This is the mail archive of the gcc-patches@gcc.gnu.org mailing list for the GCC project.


Index Nav: [Date Index] [Subject Index] [Author Index] [Thread Index]
Message Nav: [Date Prev] [Date Next] [Thread Prev] [Thread Next]
Other format: [Raw text]

Re: [ARM] PR 67591 ARM v8 Thumb IT blocks are deprecated


On 13 September 2017 at 18:33, Kyrill  Tkachov
<kyrylo.tkachov@foss.arm.com> wrote:
> Hi Christophe,
>
>
> On 13/09/17 16:23, Christophe Lyon wrote:
>>
>> Hi,
>>
>> On 12 October 2016 at 11:22, Christophe Lyon <christophe.lyon@linaro.org>
>> wrote:
>>>
>>> On 12 October 2016 at 11:14, Kyrill Tkachov <kyrylo.tkachov@foss.arm.com>
>>> wrote:
>>>>
>>>> On 12/10/16 09:59, Christophe Lyon wrote:
>>>>>
>>>>> Hi Kyrill,
>>>>>
>>>>> On 7 October 2016 at 17:00, Kyrill Tkachov
>>>>> <kyrylo.tkachov@foss.arm.com>
>>>>> wrote:
>>>>>>
>>>>>> Hi Christophe,
>>>>>>
>>>>>>
>>>>>> On 07/09/16 21:05, Christophe Lyon wrote:
>>>>>>>
>>>>>>> Hi,
>>>>>>>
>>>>>>> The attached patch is a first part to solve PR 67591: it removes
>>>>>>> several occurrences of "IT blocks containing 32-bit Thumb
>>>>>>> instructions are deprecated in ARMv8" messages in the
>>>>>>> gcc/g++/libstdc++/fortran testsuites.
>>>>>>>
>>>>>>> It does not remove them all yet. This patch only modifies the
>>>>>>> *cmp_and, *cmp_ior, *ior_scc_scc, *ior_scc_scc_cmp,
>>>>>>> *and_scc_scc and *and_scc_scc_cmp patterns.

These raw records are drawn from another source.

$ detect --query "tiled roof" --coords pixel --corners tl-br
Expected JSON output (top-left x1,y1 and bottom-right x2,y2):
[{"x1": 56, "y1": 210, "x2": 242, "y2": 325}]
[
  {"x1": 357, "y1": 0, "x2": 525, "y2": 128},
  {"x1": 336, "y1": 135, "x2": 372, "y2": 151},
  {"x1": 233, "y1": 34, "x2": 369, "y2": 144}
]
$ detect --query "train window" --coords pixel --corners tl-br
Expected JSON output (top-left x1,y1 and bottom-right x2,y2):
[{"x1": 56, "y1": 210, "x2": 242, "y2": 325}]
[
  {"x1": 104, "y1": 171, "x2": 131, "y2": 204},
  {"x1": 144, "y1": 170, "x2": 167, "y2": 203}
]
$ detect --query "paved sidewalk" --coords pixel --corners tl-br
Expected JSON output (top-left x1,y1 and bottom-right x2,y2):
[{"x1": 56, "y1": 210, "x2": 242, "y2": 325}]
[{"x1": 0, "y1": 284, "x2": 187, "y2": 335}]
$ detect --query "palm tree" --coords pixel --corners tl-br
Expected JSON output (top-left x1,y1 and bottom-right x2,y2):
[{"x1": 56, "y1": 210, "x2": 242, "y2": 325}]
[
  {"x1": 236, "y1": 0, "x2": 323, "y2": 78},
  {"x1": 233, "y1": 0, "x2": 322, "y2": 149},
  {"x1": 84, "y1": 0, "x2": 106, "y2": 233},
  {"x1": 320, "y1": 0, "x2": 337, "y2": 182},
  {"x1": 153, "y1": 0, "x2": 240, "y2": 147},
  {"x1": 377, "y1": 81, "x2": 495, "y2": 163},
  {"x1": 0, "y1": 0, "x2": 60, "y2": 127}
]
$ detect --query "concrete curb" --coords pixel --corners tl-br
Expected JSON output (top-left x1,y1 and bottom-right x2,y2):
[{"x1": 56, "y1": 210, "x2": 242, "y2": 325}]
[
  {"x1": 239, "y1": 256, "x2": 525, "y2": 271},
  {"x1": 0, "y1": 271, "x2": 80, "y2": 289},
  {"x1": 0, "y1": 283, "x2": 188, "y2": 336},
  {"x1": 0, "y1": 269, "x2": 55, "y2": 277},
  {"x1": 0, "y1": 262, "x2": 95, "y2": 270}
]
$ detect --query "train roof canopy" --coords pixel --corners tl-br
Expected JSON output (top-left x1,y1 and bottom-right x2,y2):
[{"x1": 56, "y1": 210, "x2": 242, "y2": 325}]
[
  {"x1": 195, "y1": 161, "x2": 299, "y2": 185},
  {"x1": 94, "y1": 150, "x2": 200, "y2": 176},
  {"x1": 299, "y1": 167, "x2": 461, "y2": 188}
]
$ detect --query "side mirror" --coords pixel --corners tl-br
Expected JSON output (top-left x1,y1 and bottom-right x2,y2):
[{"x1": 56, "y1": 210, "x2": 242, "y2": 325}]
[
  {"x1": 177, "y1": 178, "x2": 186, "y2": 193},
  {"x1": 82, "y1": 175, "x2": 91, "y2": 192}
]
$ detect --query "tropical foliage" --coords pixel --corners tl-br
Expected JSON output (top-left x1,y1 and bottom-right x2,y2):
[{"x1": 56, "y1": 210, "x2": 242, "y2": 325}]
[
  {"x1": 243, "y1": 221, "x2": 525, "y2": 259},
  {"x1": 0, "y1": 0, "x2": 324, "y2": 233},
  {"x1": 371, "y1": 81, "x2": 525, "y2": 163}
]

>>>>>>> Additional work is required in sub_shiftsi etc, at least.
>>>>>>> I've started looking at these, but I decided I could already
>>>>>>> post this self-contained patch to check if this implementation
>>>>>>> is OK.
>>>>>>>
>>>>>>> Regarding *cmp_and and *cmp_ior patterns, the addition of the
>>>>>>> enabled_for_depr_it attribute is aggressive in the sense that it
>>>>>>> keeps
>>>>>>> only the alternatives with 'l' and 'Py' constraints, while in some
>>>>>>> cases the constraints could be relaxed. Indeed, these 2 patterns can
>>>>>>> swap their input comparisons, meaning that any of them can be emitted
>>>>>>> in the IT-block, and is thus subject to the ARMv8 deprecation.

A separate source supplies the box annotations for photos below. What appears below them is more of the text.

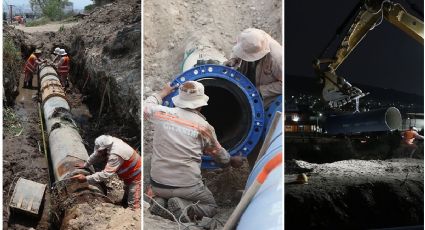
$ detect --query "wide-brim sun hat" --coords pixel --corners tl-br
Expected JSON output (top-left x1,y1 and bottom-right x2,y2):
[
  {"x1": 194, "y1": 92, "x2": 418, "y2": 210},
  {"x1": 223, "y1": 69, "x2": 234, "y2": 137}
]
[
  {"x1": 59, "y1": 49, "x2": 67, "y2": 56},
  {"x1": 232, "y1": 28, "x2": 270, "y2": 62},
  {"x1": 172, "y1": 81, "x2": 209, "y2": 109},
  {"x1": 94, "y1": 135, "x2": 113, "y2": 150}
]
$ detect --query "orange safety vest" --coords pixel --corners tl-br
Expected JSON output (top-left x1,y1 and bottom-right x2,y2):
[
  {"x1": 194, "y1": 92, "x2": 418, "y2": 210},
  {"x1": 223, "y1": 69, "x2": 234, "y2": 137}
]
[
  {"x1": 58, "y1": 56, "x2": 69, "y2": 76},
  {"x1": 24, "y1": 54, "x2": 38, "y2": 73},
  {"x1": 117, "y1": 151, "x2": 142, "y2": 184}
]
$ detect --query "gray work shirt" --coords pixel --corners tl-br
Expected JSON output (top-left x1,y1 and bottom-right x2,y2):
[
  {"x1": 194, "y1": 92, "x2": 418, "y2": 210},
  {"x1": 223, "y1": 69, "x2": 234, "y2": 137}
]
[{"x1": 143, "y1": 94, "x2": 230, "y2": 187}]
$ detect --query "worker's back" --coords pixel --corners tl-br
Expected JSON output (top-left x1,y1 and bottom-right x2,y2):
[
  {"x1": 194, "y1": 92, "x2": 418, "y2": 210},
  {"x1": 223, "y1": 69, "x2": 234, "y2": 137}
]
[{"x1": 151, "y1": 106, "x2": 213, "y2": 187}]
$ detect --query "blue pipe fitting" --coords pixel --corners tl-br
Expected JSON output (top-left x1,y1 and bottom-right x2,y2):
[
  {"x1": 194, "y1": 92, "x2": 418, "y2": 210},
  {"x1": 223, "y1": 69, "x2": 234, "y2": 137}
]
[{"x1": 163, "y1": 64, "x2": 265, "y2": 169}]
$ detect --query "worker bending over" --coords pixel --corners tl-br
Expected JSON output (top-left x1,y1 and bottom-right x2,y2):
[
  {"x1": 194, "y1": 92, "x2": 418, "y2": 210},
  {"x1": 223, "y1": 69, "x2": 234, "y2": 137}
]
[
  {"x1": 56, "y1": 49, "x2": 70, "y2": 88},
  {"x1": 401, "y1": 126, "x2": 424, "y2": 158},
  {"x1": 224, "y1": 28, "x2": 282, "y2": 107},
  {"x1": 143, "y1": 81, "x2": 242, "y2": 222},
  {"x1": 23, "y1": 49, "x2": 47, "y2": 88},
  {"x1": 72, "y1": 135, "x2": 142, "y2": 209}
]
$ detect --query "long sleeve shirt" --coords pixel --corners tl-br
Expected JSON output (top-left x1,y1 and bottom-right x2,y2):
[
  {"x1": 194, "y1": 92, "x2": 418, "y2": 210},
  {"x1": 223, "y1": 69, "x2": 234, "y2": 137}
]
[
  {"x1": 143, "y1": 94, "x2": 230, "y2": 187},
  {"x1": 85, "y1": 137, "x2": 134, "y2": 183}
]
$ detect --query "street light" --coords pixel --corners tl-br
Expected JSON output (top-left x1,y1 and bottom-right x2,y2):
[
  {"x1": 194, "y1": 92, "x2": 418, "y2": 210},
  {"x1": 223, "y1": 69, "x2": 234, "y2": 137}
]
[{"x1": 316, "y1": 113, "x2": 322, "y2": 133}]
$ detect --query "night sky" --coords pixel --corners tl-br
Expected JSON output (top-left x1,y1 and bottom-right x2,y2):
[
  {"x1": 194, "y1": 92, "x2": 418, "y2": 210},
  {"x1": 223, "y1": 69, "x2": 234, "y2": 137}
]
[{"x1": 284, "y1": 0, "x2": 424, "y2": 95}]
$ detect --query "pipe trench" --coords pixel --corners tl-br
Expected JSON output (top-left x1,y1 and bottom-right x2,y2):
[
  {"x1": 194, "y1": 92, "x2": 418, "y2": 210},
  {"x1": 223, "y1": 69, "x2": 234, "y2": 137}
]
[
  {"x1": 39, "y1": 65, "x2": 105, "y2": 226},
  {"x1": 324, "y1": 107, "x2": 402, "y2": 135},
  {"x1": 163, "y1": 44, "x2": 272, "y2": 169}
]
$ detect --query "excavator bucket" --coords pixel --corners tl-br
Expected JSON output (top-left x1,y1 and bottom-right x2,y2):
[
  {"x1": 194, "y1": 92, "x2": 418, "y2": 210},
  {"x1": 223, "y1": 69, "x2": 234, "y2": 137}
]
[{"x1": 322, "y1": 71, "x2": 366, "y2": 108}]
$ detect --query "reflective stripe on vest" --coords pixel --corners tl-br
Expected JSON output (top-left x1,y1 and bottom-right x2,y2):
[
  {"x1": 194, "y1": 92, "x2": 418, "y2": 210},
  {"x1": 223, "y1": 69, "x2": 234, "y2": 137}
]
[
  {"x1": 24, "y1": 54, "x2": 37, "y2": 73},
  {"x1": 117, "y1": 151, "x2": 142, "y2": 183},
  {"x1": 58, "y1": 56, "x2": 69, "y2": 74}
]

>>>>>>> The generated code is possibly suboptimal in the cases where the
>>>>>>> operands are not swapped, since 'r' could be used.
>>>>>>>
>>>>>>> Cross-tested on arm-none-linux-gnueabihf with -mthumb/-march=armv8-a
>>>>>>> and --with-cpu=cortex-a57 --with-mode=thumb, showing only
>>>>>>> improvements:
>>>>>>>
>>>>>>>
>>>>>>>
>>>>>>> http://people.linaro.org/~christophe.lyon/cross-validation/gcc-test-patches/239850-depr-it-4/report-build-info.html
>>>>>>>
>>>>>>> Bootstrapped OK on armv8l HW.
>>>>>>>
>>>>>>> Is this OK?
>>>>>>>
>>>>>>> Thanks,
>>>>>>>
>>>>>>> Christophe
>>>>>>
>>>>>>
>>>>>>    (define_insn_and_split "*ior_scc_scc"
>>>>>> -  [(set (match_operand:SI 0 "s_register_operand" "=Ts")
>>>>>> +  [(set (match_operand:SI 0 "s_register_operand" "=Ts,Ts")
>>>>>>           (ior:SI (match_operator:SI 3 "arm_comparison_operator"
>>>>>> -                [(match_operand:SI 1 "s_register_operand" "r")
>>>>>> -                 (match_operand:SI 2 "arm_add_operand" "rIL")])
>>>>>> +                [(match_operand:SI 1 "s_register_operand" "r,l")
>>>>>> +                 (match_operand:SI 2 "arm_add_operand" "rIL,lPy")])
>>>>>>                   (match_operator:SI 6 "arm_comparison_operator"
>>>>>> -                [(match_operand:SI 4 "s_register_operand" "r")
>>>>>> -                 (match_operand:SI 5 "arm_add_operand" "rIL")])))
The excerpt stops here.